MH : Non, je ne pense pas qu’il le puisse totalement. Disons que, quand B.[ ?] fait des étagères en mettant des objets de la vie, l’année où Marx écrivait « le Capital ». Bon, il tente de retracer un moment historique, à sa manière. La pièce est assez bonne parce que c’est un bon artiste par ailleurs mais il n’a pas cette idée que Jed a de revenir à la peinture pour ça. C’est en cela que Jed fait quelque chose que B. ne fait pas pour moi; mais il se situe dans la lignée de B. à mon sens… Et je pense qu’il a raison mais que au fond la… enfin, en dernière analyse c’est la qualité d’exécution qui tranche ! C’est : qui choisit les bons verts, qui choisit du vert cinabre pour ses… C’est cela qui permet d’échapper à l’allégorie en dernière analyse, c’est la qualité d’exécution, donc on ne peut pas vraiment le théoriser, on ne peut même pas du tout, enfin je ne crois pas…

AF : J’entends bien, mais alors justement, vous n’entrez pas dans les polémiques avec l’Art Contemporain combien même Jed Martin incarnerait une possibilité aujourd’hui et peut-être provisoirement négligée de l’art, mais vous polémiquez avec un peintre –ça je suis obligé de le dire parce que ça a créé une toute petite controverse et c’est Sollers qui s’est un peu fâché…

MH : Ah mais Picasso est un très mauvais peintre !

AF : Ah bon ! « Picasso est laid, il peint un monde hideusement déformé parce que son âme est hideuse et c’est tout ce qu’on peut trouver à dire de Picasso il n’y a aucune raison de favoriser davantage l’exhibition de ses toiles, il n’a rien à apporter. » L’Art Contemporain ça va, mais Picasso, ça ne va pas du tout, si je comprends bien.

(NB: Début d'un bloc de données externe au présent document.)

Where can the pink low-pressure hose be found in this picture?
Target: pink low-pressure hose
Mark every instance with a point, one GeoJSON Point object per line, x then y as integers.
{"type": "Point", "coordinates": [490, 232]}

MH : C’est juste un très mauvais peintre, enfin l’un des plus mauvais de sa génération. Il est très inférieur à Kandisky, il est très très inférieur à presque tous… à Klee, Mondrian, je ne sais pas, presque tout le monde est supérieur à Picasso, même Dali est supérieur à Picasso… Non : ça n’est vraiment pas bon, c’est clair que ce n’est pas bon. C’est une polémique, mais Philippe Sollers est intéressant. C’aurait été aussi intéressant de polémiquer avec Philippe Muray –que j’ai eu d’ailleurs, brièvement, quand on se voyait-, j’ai toujours dit que Picasso ça n’allait pas ! Il n’y a pas de lumière, sa manière de voir le monde est stupide, il prend un des mouvements les plus stupides déjà le cubisme, il est le pire des cubistes : il est mauvais !

AF : Alors, écoutez, là-dessus je n’entrerai pas dans cette discussion, vous avez refusé toute à l’heure d’entrer dans une discussion sur l’Art Contemporain, moi je n’entrerai pas dans une discussion sur Picasso. Un mot encore à propos de l’œuvre de Jed Martin, ce sera un mot sur le titre. Donc, à un moment donné, il photographie, émerveillé, des cartes Michelin –vous donnez une description d’ailleurs très alléchante de ces cartes elles-mêmes, vous les donnez à aimer en quelque sorte et moi qui fait du vélo, j’adore déployer les cartes Michelin avant de partir sur le territoire…

MH : L’expression… Je suis content qu’on me dise ça : « Vous donnez à aimer », c’est gentil, c’est joli…

AF : Mais alors le titre ! Qu’est-ce que c’est que cet amour de la carte chez Jed Martin et pourquoi ce titre pour « La carte et le territoire » pour votre livre ?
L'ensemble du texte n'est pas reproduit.